Abstract | December 20, 2021
Comparison of Suprathel(R) to Porcine Xenograft in the Treatment of Pediatric Partial Thickness Burns
Learning Objectives
- Discuss how Suprathel(R) appears to be viable alternative to porcine xenograft in the treatment of pediatric partial thickness burns.
- Describe that length of stay and hospital cost of the two skin substitutes are comparable.
Introduction:
In August of 2020, our institution transitioned from porcine xenograft to Suprathel(R) for the management of pediatric partial thickness burns. This change in treatment was the due to the discontinuation of porcine xenograft by the main US supplier.
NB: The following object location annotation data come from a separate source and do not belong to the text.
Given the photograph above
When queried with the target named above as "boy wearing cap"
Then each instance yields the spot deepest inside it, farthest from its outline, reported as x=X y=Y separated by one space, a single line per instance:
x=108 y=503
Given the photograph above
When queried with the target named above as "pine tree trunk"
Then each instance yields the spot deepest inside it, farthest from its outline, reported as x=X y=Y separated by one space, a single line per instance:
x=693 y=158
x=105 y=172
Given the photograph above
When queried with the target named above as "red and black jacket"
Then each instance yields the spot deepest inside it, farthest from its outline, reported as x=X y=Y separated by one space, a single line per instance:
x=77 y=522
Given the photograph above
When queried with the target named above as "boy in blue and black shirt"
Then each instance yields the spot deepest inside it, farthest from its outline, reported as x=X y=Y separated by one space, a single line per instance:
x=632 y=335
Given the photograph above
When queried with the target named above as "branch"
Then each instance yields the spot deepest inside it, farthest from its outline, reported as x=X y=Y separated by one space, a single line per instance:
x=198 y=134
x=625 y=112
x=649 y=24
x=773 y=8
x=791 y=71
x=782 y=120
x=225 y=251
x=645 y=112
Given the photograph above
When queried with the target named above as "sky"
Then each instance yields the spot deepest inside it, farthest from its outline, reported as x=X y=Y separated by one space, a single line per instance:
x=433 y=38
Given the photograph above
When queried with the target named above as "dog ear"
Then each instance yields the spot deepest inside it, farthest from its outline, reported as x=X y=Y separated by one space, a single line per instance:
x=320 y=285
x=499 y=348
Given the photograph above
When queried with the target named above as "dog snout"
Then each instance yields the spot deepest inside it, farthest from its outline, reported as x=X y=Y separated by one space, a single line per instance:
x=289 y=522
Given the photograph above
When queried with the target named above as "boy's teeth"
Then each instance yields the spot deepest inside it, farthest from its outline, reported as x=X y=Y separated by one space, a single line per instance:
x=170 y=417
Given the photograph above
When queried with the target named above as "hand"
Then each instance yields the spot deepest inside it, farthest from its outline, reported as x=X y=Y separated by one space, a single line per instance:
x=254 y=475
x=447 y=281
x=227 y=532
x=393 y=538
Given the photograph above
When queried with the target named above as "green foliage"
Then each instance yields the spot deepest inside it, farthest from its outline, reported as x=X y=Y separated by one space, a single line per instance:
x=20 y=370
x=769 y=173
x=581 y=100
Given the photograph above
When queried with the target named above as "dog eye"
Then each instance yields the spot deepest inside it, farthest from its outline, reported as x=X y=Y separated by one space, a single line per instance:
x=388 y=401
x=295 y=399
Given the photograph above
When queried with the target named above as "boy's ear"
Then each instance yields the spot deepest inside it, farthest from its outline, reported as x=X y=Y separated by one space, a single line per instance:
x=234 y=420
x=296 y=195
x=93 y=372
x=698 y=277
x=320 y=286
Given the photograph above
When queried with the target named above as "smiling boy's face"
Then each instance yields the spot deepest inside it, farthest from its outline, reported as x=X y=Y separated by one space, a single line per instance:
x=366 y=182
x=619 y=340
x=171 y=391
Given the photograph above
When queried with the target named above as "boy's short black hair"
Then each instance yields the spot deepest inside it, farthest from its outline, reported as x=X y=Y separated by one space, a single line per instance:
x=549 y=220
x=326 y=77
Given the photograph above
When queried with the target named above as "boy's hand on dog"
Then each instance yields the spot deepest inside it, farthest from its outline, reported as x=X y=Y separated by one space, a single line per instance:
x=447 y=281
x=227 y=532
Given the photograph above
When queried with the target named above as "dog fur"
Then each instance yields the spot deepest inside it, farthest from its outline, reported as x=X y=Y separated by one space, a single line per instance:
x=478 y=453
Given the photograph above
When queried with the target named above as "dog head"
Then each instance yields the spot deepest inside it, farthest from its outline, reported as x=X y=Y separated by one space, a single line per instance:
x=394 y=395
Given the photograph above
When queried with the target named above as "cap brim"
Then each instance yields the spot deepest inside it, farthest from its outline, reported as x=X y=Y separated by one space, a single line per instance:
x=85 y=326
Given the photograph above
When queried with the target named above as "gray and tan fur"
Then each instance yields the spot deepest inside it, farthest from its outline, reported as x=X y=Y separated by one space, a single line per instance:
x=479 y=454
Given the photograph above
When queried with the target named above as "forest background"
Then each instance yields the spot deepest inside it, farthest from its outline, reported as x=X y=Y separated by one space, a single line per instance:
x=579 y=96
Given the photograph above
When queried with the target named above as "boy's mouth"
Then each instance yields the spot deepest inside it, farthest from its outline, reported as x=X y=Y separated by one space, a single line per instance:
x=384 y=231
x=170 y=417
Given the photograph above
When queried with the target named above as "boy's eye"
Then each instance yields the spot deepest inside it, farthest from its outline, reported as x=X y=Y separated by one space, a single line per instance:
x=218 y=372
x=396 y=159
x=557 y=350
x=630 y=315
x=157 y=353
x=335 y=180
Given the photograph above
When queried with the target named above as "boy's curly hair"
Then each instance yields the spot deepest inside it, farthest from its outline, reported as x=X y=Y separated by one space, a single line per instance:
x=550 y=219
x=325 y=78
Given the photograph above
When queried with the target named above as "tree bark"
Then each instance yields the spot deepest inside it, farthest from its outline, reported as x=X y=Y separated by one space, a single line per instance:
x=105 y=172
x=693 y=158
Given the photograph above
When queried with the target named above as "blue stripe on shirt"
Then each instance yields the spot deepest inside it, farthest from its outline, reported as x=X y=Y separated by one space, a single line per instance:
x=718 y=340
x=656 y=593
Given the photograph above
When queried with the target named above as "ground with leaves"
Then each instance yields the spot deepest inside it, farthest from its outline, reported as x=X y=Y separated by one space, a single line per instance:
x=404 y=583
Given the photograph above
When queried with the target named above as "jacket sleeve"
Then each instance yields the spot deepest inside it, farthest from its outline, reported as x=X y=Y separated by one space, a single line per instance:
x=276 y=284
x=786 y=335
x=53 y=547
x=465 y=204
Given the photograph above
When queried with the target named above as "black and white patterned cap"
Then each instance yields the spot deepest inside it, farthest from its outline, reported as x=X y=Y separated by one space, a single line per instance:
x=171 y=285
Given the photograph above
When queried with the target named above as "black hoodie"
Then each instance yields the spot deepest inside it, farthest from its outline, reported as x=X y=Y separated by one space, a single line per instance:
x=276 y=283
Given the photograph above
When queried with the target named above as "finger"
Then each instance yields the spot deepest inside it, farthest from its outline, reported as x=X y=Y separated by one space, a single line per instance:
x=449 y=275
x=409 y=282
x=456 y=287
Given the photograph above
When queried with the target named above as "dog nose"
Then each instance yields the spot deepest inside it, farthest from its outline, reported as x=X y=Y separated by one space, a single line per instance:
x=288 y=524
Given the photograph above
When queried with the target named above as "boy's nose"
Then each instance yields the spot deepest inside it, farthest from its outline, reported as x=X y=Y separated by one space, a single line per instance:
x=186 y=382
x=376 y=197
We sought to make a cost and length of stay analysis of Suprathel(R) as compared to porcine xenograft on pediatric burns.
Methods:
Patients were identified using an institutional Burn Center registry and linked to clinical and administrative data. All pediatric patients admitted between January 1st, 2019 to March 31st, 2021 who sustained partial thickness burns were eligible for inclusion. Length of stay, total burn surface area (TBSA), hospital cost, and burn etiology were evaluated.
Results:
A total of 259 patients were identified, 47 of whom received Suprathel(R) and 212 of whom received xenograft. Average age for Suprathel(R) patients was 5.4 with 51.1% male, average age for xenograft patients was 4.6 with 58.5% male. Etiology of burns was 83.0% scald and 10.6% flame for Suprathel(R) patients and 80.2% scald and 9.0% flame for xenograft patients. Suprathel(R) patients had an average TBSA of 5.3% and xenograft patients an average TBSA of 4.3%. Average length of stay for Suprathel(R) patients was 3.4 days and 3.2 days for xenograft patients. Suprathel(R) patients had an average hospital cost of $28,415 and xenograft patients an average of $27,935.
Conclusions:
Suprathel(R) and porcine xenograft have comparable cost and hospital length of stay profiles for the treatment of pediatric partial thickness burns. Similar burn etiology and %TBSA was also noted. More analysis is needed with wound healing indices and safety profiles to determine non-inferiority.